This is how Jakarta’s retail property market is evolving | Real Estate Asia

This is how Jakarta’s retail property market is evolving

New concept stores are growing as the tenant mix diversifies.

As of Q3 2025, mall owners in Jakarta continue to adapt their spaces to evolving consumer demands, with a strong focus on maintaining and improving occupancy levels. 

According to data from a Colliers report, the overall occupancy rate stood at around 74% in Jakarta and 69% in Greater Jakarta.

Here’s more from Colliers:

Premium and middle-upper segment malls in both Jakarta and Greater Jakarta continue to perform strongly, maintaining occupancy close to 90%. These malls benefit from established tenant bases, including international and luxury brands, which consistently attract affluent shoppers. Sustained demand for superior retail experience has helped this segment maintain resilience. By contrast, occupancy at middle- to lower-grade malls remains subdued, averaging around 60%.

Several department stores in Jakarta have downsized, reallocating space to new brands in order to refresh their tenancy mix. This strategy accommodates waitlisted retailers, enhances variety, and support higher footfall. For landlords, subdividing large anchor spaces into multiple lifestyle and specialty tenants has proven to be an effective adaptation strategy— diversifying offerings, boosting rental income, and strengthening competitiveness.

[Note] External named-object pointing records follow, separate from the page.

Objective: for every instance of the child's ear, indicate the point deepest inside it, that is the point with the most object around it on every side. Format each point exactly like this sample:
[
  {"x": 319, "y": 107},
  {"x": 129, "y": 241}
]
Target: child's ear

Examples include Matahari Department Store at Blok M Plaza reducing its footprint to accommodate SUKO and zes; SEIBU at Pondok Indah Mall reallocating space to Sephora; and Lotte Department Store at Lotte Mall Jakarta downsizing to introduce brands like Decathlon and Dekoruma.

Asian retailers, particularly from China, remain eager to enter Jakarta’s retail market, drawn by the city’s reputation as a lifestyle trendsetter among younger consumers. Landlords are expected to continue curating balanced tenant mixes and zoning strategies to ensure that new entrants complement existing retailers, avoiding oversaturation while enriching the shopping environment.

Occupancy rates are anticipated to improve gradually as malls adapt to shifting consumer habits. Welllocated premium malls are likely to sustain stable or slightly higher occupancy, while lower-performing malls will focus on diversification and operational adjustments to drive improvements over time.